家主さんのご自宅は熱海にあり、職場は都内。家主さんは、写真家とマルチ作家のご夫婦ということで、別宅兼創作の場をイメージして設計されました。
天井なし、フローリングなしの潔さ
「クリエイティブなお二人に普通の家は似合わない!」ということで、天井はスケルトンに、床はフローリングなしで土間を広くとって大胆に。土間で感じる空間の高さは平屋ならではです。
「不要なものは全て削ぎ落とし、本当に必要な本物だけを残した」と宮田さん。大きな家ではないそうですが、ロフトをつくり天井の躯体を広く見せることで、体感的な広さや迫力が増しているように思います。
梁からは、『真鍮ソケットコード』を高さ違いで並べています。壁にスポットライトもついており、ギャラリーのような使い方もできそう。
古材のカウンターがついた対面キッチン。コンロ上に『フラットレンジフード』が浮かび、ダクトが高く長く続いています。スケルトン天井だからこそ、梁のように目立つその姿が潔い。

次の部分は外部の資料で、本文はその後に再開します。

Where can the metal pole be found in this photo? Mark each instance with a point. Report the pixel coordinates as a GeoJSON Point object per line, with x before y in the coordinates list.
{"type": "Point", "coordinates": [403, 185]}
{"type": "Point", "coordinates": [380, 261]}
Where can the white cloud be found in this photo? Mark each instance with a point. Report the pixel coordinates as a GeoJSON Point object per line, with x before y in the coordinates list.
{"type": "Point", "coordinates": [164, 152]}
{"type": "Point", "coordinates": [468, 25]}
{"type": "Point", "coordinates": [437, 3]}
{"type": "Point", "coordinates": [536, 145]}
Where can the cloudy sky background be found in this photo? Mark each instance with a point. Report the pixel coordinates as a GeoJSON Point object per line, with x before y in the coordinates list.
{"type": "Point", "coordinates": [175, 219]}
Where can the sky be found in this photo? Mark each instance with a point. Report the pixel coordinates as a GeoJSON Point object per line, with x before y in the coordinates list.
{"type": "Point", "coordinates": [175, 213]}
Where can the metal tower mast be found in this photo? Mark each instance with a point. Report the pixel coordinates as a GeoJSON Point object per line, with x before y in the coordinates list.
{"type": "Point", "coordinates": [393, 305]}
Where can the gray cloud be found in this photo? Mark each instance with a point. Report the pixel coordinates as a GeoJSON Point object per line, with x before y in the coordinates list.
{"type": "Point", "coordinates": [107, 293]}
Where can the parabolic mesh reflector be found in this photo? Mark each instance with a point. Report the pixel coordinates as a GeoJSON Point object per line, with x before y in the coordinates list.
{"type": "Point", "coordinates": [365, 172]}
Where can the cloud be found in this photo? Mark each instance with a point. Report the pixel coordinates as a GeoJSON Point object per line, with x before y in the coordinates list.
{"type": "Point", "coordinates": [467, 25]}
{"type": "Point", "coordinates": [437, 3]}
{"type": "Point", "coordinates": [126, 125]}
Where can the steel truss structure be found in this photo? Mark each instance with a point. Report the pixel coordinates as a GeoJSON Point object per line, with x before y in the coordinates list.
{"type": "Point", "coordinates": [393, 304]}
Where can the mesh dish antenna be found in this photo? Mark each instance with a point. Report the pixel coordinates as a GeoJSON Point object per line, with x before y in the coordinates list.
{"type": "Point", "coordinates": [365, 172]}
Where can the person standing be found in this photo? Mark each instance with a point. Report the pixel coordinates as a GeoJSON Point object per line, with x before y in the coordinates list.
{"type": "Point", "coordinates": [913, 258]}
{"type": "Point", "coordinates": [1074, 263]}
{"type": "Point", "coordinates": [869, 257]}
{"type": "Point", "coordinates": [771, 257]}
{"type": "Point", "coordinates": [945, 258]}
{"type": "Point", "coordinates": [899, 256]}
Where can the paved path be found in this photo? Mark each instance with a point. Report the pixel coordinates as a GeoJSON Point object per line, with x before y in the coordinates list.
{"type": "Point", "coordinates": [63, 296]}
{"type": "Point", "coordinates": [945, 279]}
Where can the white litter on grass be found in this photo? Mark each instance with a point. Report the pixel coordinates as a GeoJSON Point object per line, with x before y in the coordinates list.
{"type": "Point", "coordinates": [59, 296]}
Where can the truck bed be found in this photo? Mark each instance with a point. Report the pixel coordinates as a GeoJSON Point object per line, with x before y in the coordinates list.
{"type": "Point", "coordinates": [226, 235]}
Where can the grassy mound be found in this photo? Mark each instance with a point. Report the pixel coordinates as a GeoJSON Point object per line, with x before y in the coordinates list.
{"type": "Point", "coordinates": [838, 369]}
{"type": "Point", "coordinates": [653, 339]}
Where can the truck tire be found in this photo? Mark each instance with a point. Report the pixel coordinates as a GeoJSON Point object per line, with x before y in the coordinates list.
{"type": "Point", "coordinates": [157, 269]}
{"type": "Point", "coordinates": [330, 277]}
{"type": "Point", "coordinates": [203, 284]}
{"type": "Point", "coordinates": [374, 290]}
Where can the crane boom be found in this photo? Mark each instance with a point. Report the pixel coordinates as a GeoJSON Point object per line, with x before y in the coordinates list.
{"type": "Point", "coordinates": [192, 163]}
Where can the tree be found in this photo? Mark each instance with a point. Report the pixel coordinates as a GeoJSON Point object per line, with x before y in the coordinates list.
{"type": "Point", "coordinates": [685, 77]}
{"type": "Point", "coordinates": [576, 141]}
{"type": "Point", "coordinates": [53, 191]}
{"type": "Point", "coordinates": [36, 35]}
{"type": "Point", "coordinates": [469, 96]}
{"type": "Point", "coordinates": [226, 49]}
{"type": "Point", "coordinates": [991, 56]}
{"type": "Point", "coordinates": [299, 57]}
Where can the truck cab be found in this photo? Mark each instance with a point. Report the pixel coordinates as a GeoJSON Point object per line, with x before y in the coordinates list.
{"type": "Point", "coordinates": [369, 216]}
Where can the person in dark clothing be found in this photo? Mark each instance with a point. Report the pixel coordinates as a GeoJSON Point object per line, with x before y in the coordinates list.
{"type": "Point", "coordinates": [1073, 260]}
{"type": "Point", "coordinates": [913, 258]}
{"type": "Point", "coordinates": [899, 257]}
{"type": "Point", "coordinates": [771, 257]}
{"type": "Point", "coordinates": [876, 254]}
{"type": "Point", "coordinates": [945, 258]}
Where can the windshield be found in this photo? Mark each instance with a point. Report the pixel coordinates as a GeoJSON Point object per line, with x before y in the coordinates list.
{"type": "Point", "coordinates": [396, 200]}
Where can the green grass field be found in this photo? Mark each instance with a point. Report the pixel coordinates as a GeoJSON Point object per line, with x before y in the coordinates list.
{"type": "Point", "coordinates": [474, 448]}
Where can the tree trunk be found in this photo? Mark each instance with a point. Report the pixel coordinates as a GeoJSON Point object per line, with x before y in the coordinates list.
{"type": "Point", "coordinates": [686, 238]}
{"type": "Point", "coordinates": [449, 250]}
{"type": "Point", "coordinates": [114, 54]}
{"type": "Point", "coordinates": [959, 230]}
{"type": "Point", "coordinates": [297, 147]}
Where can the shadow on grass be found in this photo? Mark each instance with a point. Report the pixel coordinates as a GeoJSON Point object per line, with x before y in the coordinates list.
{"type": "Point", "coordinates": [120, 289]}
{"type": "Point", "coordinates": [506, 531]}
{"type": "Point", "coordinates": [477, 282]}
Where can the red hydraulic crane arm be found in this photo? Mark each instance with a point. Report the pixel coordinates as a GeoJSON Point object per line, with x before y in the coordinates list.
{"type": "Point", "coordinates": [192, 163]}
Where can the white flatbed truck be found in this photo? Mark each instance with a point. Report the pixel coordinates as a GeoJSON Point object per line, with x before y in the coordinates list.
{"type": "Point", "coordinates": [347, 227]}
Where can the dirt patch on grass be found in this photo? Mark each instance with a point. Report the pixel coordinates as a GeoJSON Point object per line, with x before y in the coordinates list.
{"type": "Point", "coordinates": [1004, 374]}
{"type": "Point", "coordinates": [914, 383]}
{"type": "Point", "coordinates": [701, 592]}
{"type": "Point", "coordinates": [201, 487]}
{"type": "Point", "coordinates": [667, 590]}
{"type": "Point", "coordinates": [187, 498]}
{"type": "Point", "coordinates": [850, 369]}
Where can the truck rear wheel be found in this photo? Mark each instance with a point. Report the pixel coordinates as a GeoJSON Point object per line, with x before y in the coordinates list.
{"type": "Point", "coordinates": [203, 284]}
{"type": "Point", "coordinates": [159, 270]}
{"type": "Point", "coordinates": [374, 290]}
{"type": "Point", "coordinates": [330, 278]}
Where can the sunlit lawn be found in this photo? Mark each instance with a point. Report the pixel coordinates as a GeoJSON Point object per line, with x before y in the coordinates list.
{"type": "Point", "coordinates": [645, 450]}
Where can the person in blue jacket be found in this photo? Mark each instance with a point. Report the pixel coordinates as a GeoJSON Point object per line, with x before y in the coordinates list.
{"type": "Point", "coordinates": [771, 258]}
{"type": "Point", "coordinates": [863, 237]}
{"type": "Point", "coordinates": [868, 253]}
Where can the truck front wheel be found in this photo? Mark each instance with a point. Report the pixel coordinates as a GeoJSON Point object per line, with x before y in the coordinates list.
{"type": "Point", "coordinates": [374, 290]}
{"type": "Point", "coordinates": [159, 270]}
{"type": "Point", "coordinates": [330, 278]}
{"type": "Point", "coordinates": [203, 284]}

竹格子のような装飾が美しい間仕切り壁は家の顔とも言いたくなる存在感。あえて塗装をしないことで、その貫禄が際立っているように感じます。
古建具、いろいろ
この家の古建具たちに惹かれました。
赤茶のラワン色と白がメインカラーの家の中で、唯一建具が他の色をまとっていたり、個性的なデザインが入っていたりと、眺めているだけで面白い。
「ボロい古建具を選ぶことが成功の秘訣」と宮田さん。時間を経たからこそ生まれた味が、空間全体に深みを与えているのだと思います。
そんな多様な建具たちを巾木と同じ赤茶の枠が受け止めています。どこか愛嬌のようなものを感じる白壁と建具枠のコンビネーション。どんなテイストでも様になる空間をつくる宮田さんらしいアクセントの付け方だと感じます。
敷居は並んでいなくてもいい、天井は貼らなくてもいい、フローリングもなくたっていい。
寒そうとか、暑そうとか、虫が出そうとか、そういったことはどうにかなると受け止めて、型に嵌めずあえて余白をつくった設計が、創作活動の場としてぴったりだと感じました。